Protara Therapeutics disclosed that its Phase 2 ADVANCED‑2 trial of the intravesical cell‑based therapy TARA‑002 achieved a 68% complete‑response rate at six months in patients with BCG‑unresponsive non‑muscle invasive bladder cancer. The interim analysis, based on 35 evaluable participants, shows that 22 patients were assessed at six months and 15 at 12 months as of a January 28, 2026 data cutoff. All responders who achieved a complete response at six months maintained that response through nine to twelve months in the subset of patients with available data, underscoring the durability of the effect.
The safety profile of TARA‑002 was favorable. No Grade 3 or higher treatment‑related adverse events were reported, and no patients discontinued therapy because of adverse events. The most common treatment‑related events were dysuria, bladder spasm, fatigue, and micturition urgency; all were transient and resolved quickly, supporting the tolerability of the intravesical approach.
CEO Jesse Shefferman said, "These interim data are highly encouraging with respect to TARA‑002's efficacy and safety... The results in the BCG‑Unresponsive cohort demonstrate compelling six‑month response rates with maturing 12‑month data showing promising signals of durability. These clinically meaningful response rates and favorable tolerability profile make TARA‑002 a potentially promising treatment option." He added, "In addition to demonstrating impressive efficacy and safety, TARA‑002 overcomes the limitations of existing NMIBC treatments that burden patients as well as urologists and their practices. We look forward to continuing to advance TARA‑002's clinical development as we work to bring this treatment to patients."
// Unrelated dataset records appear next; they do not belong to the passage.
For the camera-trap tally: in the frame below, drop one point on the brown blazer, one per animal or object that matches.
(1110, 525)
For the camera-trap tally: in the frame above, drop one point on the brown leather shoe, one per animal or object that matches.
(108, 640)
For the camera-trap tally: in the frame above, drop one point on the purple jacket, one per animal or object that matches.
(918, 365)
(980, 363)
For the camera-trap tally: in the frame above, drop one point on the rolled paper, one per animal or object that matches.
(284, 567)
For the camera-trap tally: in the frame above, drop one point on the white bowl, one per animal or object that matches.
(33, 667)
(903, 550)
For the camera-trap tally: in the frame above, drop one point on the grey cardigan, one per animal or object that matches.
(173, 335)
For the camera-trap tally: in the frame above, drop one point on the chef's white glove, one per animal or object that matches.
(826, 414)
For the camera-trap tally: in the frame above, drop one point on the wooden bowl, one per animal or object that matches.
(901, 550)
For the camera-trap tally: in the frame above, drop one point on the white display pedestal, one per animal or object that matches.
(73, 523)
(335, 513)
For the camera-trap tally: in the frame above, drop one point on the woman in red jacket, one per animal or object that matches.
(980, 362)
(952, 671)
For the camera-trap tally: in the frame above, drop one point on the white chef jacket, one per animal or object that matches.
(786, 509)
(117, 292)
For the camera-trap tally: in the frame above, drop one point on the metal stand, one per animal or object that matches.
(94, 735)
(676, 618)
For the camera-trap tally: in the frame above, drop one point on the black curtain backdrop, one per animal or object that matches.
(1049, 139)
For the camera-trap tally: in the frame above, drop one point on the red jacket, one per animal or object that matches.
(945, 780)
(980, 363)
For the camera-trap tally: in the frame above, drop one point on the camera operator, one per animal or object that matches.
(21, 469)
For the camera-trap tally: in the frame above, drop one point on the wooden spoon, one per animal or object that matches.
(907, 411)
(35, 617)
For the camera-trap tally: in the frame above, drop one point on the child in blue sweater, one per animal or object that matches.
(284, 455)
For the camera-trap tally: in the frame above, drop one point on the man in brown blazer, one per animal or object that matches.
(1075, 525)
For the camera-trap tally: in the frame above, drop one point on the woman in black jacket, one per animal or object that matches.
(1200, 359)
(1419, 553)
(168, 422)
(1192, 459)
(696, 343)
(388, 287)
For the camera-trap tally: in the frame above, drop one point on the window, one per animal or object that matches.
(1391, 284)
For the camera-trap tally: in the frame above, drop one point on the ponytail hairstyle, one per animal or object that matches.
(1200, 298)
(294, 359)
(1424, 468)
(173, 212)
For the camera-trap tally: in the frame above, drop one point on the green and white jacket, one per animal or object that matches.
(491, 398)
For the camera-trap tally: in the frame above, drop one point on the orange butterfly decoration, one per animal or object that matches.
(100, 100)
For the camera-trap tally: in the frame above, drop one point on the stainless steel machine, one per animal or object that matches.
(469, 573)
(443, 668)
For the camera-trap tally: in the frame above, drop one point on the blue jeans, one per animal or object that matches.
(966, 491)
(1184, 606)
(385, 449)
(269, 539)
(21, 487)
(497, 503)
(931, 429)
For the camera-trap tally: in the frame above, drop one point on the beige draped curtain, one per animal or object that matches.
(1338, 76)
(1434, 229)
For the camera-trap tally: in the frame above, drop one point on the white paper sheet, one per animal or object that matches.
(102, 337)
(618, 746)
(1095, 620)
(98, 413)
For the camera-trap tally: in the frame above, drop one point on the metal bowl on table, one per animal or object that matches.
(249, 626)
The trial results reinforce Protara's strategic path toward regulatory approval. The company plans to complete enrollment of the BCG‑unresponsive registrational cohort of the ADVANCED‑2 trial in the second half of 2026 and to initiate the ADVANCED‑3 registrational trial in BCG‑naïve patients in the same timeframe. TARA‑002, derived from the same cell bank as the approved immunopotentiator OK‑432, has received FDA designations including Rare Pediatric Disease, Breakthrough, and Fast Track, positioning it favorably in a market where BCG shortages limit standard therapy options. Protara’s strong financial position—cash and liquid assets exceeding short‑term obligations and an $86 million public offering completed in January 2026—provides a runway through 2028, although the company remains unprofitable with a diluted EPS of –$1.39 over the last twelve months.
Investors appeared unsure about the latest readout, reflecting a cautious market stance toward the interim data despite the positive clinical findings.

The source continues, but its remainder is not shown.